YOLOv7 surpasses all known object detectors in both speed and accuracy in the range from 5 FPS to 160 FPS and has the highest accuracy 56.8% AP among all known real-time object detectors with 30 FPS or higher on GPU V100. YOLOv7-E6 object detector (56 FPS V100, 55.9% AP) outperforms both transformer-based detector SWIN-L Cascade-Mask R-CNN (9.2 FPS A100, 53.9% AP) by 509% in speed and 2% in accuracy, and convolutional-based detector ConvNeXt-XL Cascade-Mask R-CNN (8.6 FPS A100, 55.2% AP) by 551% in speed and 0.7% AP in accuracy, as well as YOLOv7 outperforms: YOLOR, YOLOX, Scaled-YOLOv4, YOLOv5, DETR, Deformable DETR, DINO-5scale-R50, ViT-Adapter-B and many other object detectors in speed and accuracy. Moreover, we train YOLOv7 only on MS COCO dataset from scratch without using any other datasets or pre-trained weights.

Results

performance tested on Ascend 910(8p) with graph mode
Name Scale BatchSize ImageSize Dataset Box mAP (%) Params Recipe Download
YOLOv7 Tiny 16 * 8 640 MS COCO 2017 37.5 6.2M yaml weights
YOLOv7 L 16 * 8 640 MS COCO 2017 50.8 36.9M yaml weights
YOLOv7 X 12 * 8 640 MS COCO 2017 52.4 71.3M yaml weights
performance tested on Ascend 910*(8p)
Name Scale BatchSize ImageSize Dataset Box mAP (%) ms/step Params Recipe Download
YOLOv7 Tiny 16 * 8 640 MS COCO 2017 37.5 496.21 6.2M yaml weights


Notes

  • Context: Training context denoted as {device}x{pieces}-{MS mode}, where mindspore mode can be G - graph mode or F - pynative mode with ms function. For example, D910x8-G is for training on 8 pieces of Ascend 910 NPU using graph mode.
  • Box mAP: Accuracy reported on the validation set.
  • We refer to the official YOLOV7 to reproduce the P5 series model, and the differences are as follows: We use 8x NPU(Ascend910) for training, and the single-NPU batch size for tiny/l/x is 16/16/12. This is different from the official code.

Quick Start

Please refer to the QUICK START in MindYOLO for details.

Training

- Distributed Training

It is easy to reproduce the reported results with the pre-defined training recipe. For distributed training on multiple Ascend 910 devices, please run

# distributed training on multiple GPU/Ascend devices
msrun --worker_num=8 --local_worker_num=8 --bind_core=True --log_dir=./yolov7_log python train.py --config ./configs/yolov7/yolov7.yaml --device_target Ascend --is_parallel True

Similarly, you can train the model on multiple GPU devices with the above msrun command. Note: For more information about msrun configuration, please refer to here.
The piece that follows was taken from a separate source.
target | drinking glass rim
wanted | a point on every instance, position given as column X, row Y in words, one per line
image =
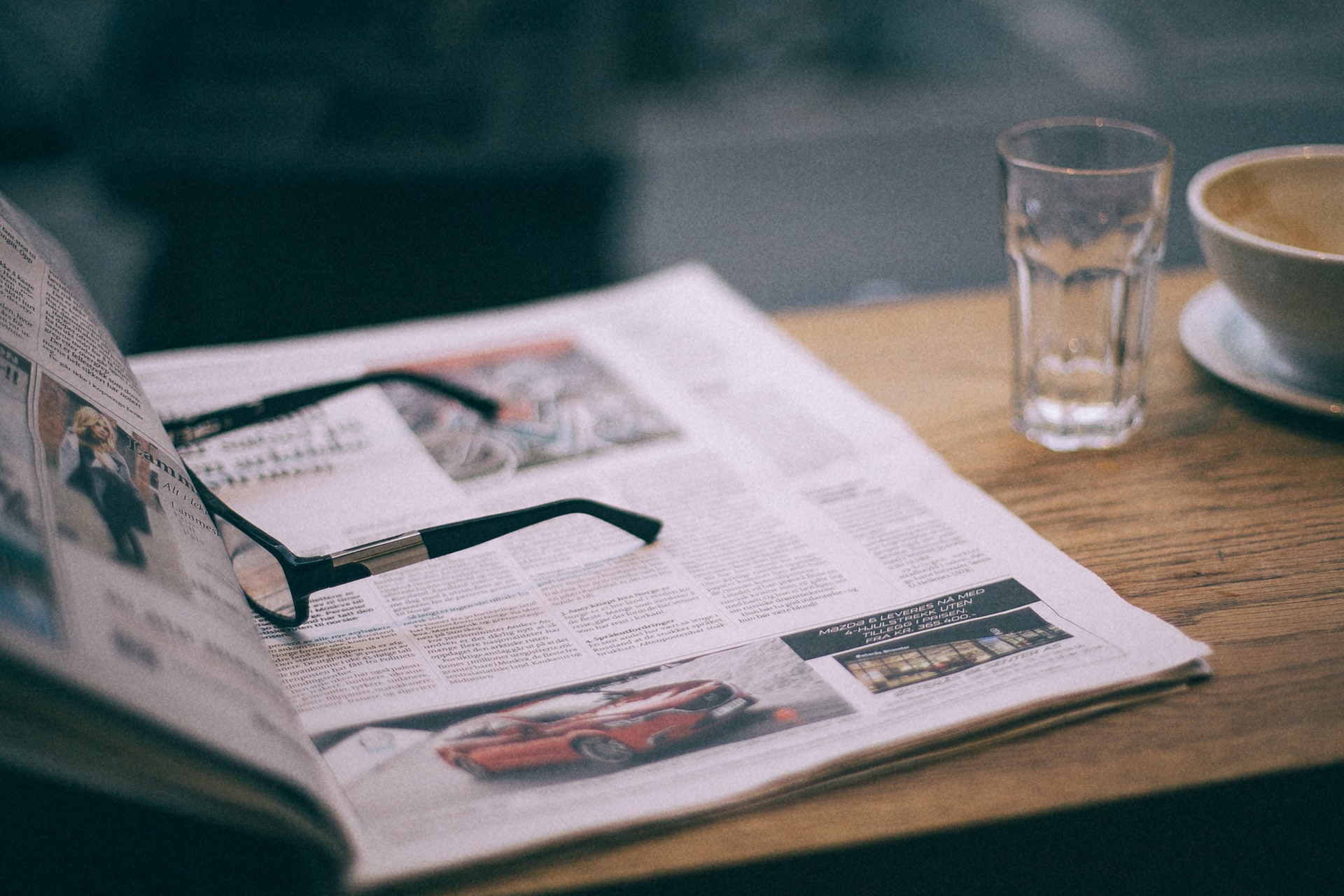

For detailed illustration of all hyper-parameters, please refer to config.py.

Note: As the global batch size (batch_size x num_devices) is an important hyper-parameter, it is recommended to keep the global batch size unchanged for reproduction or adjust the learning rate linearly to a new global batch size.

- Standalone Training

If you want to train or finetune the model on a smaller dataset without distributed training, please run:

# standalone training on a CPU/GPU/Ascend device
python train.py --config ./configs/yolov7/yolov7.yaml --device_target Ascend

Validation and Test

To validate the accuracy of the trained model, you can use test.py and parse the checkpoint path with --weight.

python test.py --config ./configs/yolov7/yolov7.yaml --device_target Ascend --weight /PATH/TO/WEIGHT.ckpt

Deployment

See here.

References

[1] Chien-Yao Wang, Alexey Bochkovskiy, and HongYuan Mark Liao. Yolov7: Trainable bag-of-freebies sets new state-of-the-art for real-time object detectors. arXiv preprint arXiv:2207.02696, 2022.